In Izumo, Shimane Prefecture, Japan, a public subsidy for PPSV23 vaccination began in November 2012, approximately 2 years prior to the public subsidy in Japan that was initiated in October 2014. Naito et al¹¹ previously reported on the effect of improving vaccination rates through public subsidies. It was expected that PPSV23 vaccination rates and awareness of the vaccines were improved in Shimane Prefecture since the start of public subsidies in 2012. In this study, we targeted older inpatients aged 65 and over who had mainly moderate to severe pneumonia in Izumo, and analyzed pneumococcal pneumonia prevalence, pneumonia severity, mortality rate, PPSV23 inoculation rate, and length of hospital stay.
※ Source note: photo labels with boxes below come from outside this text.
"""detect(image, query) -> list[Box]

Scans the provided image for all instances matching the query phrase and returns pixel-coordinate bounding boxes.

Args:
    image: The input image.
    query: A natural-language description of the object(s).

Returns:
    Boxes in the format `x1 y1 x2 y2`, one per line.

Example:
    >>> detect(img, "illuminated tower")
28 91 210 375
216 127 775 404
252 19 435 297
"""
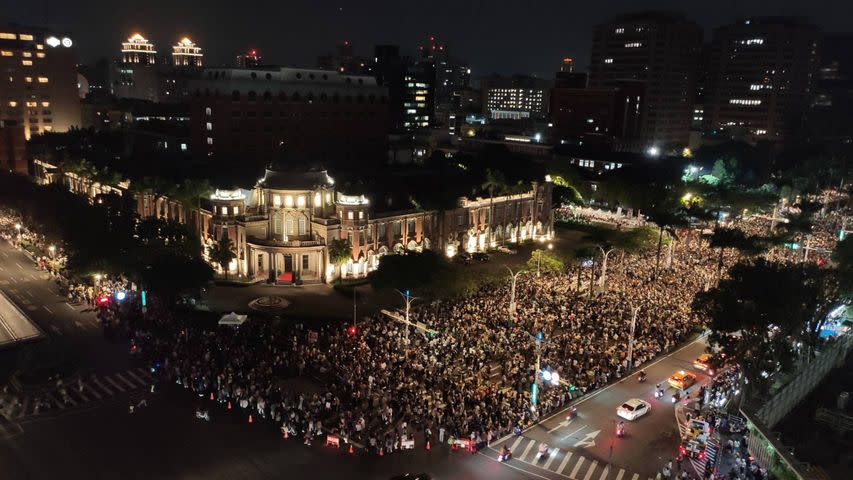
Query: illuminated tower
121 33 157 65
172 37 202 67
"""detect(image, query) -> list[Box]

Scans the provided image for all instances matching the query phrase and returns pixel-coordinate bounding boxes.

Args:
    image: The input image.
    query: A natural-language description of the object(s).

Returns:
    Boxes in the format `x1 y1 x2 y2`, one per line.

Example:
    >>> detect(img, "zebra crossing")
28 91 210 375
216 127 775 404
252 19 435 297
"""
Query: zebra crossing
0 368 154 422
490 436 652 480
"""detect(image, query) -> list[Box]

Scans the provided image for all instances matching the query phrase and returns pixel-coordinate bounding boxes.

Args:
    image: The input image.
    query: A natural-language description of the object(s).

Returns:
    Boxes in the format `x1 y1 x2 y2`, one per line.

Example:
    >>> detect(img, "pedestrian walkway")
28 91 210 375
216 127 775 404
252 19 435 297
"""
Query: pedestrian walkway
0 368 154 427
487 436 652 480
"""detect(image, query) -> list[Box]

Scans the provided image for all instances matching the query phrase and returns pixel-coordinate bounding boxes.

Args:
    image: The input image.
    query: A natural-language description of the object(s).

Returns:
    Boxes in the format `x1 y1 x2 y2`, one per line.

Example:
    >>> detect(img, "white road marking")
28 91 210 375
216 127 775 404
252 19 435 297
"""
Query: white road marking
114 373 138 389
509 437 524 452
104 375 125 392
583 460 598 480
518 439 536 462
92 377 113 395
569 457 584 480
543 448 560 470
557 452 572 475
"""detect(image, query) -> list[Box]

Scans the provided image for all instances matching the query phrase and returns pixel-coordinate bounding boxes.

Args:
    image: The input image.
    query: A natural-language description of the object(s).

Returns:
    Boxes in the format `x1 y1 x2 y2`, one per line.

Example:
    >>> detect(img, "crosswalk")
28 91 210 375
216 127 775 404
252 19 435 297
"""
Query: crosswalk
0 368 154 424
491 436 652 480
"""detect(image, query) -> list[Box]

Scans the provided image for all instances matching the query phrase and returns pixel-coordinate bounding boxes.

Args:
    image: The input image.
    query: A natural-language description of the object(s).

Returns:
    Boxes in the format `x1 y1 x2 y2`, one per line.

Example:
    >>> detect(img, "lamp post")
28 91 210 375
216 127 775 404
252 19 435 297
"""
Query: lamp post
628 307 640 370
504 265 523 320
536 243 554 277
397 290 418 343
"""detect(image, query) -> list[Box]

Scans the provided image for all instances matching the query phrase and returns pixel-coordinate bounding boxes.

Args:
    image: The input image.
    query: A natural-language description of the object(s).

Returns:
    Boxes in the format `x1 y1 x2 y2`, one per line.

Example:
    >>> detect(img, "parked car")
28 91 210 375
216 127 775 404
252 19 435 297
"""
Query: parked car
472 252 489 262
453 251 472 265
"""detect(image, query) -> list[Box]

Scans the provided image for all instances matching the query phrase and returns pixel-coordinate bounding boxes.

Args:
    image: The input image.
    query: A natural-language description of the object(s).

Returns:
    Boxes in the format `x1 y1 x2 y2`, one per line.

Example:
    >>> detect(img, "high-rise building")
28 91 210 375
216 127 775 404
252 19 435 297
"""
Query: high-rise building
480 75 551 120
419 36 471 124
704 17 820 142
172 37 204 67
189 67 388 174
403 62 435 131
0 25 81 139
121 33 157 65
237 48 261 68
589 12 702 150
373 45 406 132
110 33 161 102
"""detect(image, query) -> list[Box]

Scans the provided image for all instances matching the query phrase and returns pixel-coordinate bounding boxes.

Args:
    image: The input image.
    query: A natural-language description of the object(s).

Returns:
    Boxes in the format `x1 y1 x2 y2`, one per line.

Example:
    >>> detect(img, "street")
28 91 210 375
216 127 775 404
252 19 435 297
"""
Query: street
484 338 709 480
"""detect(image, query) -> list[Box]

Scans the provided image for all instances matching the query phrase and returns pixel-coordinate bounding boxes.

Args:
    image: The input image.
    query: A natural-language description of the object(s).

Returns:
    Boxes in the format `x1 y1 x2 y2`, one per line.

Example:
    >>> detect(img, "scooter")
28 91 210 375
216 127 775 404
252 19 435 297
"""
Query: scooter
533 443 551 462
498 449 512 462
566 407 578 421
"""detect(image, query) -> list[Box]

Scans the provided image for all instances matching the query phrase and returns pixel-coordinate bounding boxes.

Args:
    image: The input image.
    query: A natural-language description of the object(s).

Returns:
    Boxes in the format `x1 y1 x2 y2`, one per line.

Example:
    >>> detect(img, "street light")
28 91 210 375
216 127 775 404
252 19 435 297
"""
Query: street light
397 290 418 343
504 265 523 320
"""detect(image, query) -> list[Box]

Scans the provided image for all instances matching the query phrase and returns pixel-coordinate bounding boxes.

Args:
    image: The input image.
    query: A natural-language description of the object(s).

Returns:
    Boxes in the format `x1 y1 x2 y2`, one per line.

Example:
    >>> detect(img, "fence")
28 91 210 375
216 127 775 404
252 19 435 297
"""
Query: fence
755 335 853 428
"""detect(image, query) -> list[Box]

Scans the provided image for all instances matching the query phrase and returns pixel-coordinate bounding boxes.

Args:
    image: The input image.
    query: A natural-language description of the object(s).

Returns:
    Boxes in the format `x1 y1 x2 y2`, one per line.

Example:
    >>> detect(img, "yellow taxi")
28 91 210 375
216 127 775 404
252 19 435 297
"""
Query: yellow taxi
693 353 714 375
669 370 696 390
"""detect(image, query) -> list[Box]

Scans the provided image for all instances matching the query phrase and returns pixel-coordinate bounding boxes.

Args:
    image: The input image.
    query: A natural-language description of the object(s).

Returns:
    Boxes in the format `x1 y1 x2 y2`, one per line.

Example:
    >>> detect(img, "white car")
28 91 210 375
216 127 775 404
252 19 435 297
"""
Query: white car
616 398 652 420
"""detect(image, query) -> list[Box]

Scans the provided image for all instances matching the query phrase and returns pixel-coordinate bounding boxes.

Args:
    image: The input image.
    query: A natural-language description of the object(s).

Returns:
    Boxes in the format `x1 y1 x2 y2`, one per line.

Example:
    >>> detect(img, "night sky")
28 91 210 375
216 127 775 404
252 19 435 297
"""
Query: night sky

We examined the changes in pneumonia severity, prevalence of pneumococcal pneumonia, and mortality among hospitalized pneumonia patients before and after the public subsidy. A RCT⁹ investigated the effect of PPSV23 inoculation on pneumococcal pneumonia without associated bloodstream infection, but only one report¹² has assessed the PPSV23 vaccination rate or the prevalence and mortality of pneumococcal pneumonia in daily practice over several years.

Materials and Methods

Patients

We conducted a retrospective survey before and after the start of the public subsidy for PPSV23 inoculation in Izumo, Japan. We defined the 2 years before the start of the subsidy (October 2010 to September 2012) as the early phase, and the 2 years after the start of the subsidy (November 2012 to October 2014) as the late phase. Patients aged 65 and over who were admitted to any of the five acute care hospitals in Izumo (Shimane University Hospital, Shimane Prefectural Central Hospital, Izumo Tokushukai Hospital, Izumo Municipal Hospital, and Izumo Municipal General Medical Center) were enrolled if they were clinically diagnosed with bacterial pneumonia by an emergency doctor or internal medicine doctor and required hospitalization for more than 1 day. The doctors clinically diagnosed bacterial pneumonia based on a comprehensive assessment that included the following: physical findings such as fever, cough, sputum, chest pain, shortness of breath, and fatigue; examination findings such as abnormal chest sounds, elevated inflammatory markers in blood tests, and decreased oxygenation or increased respiratory rate; and the presence of infiltration shadows or ground-glass opacities on chest X-ray or CT. Patients without these findings were excluded from the analysis.

Data Collection

We collected data from the medical records of each hospital. First, we checked whether the findings in patients who were clinically diagnosed with bacterial pneumonia were consistent with those typical of this condition. Then, we collected data on patient age, gender, comorbidities, pneumonia type (see below), causative organism, vaccination status, length of hospital stay, and in-hospital mortality. Vaccination status was not routinely recorded, and physicians only inquired about it if necessary. Vaccination status was self-reported.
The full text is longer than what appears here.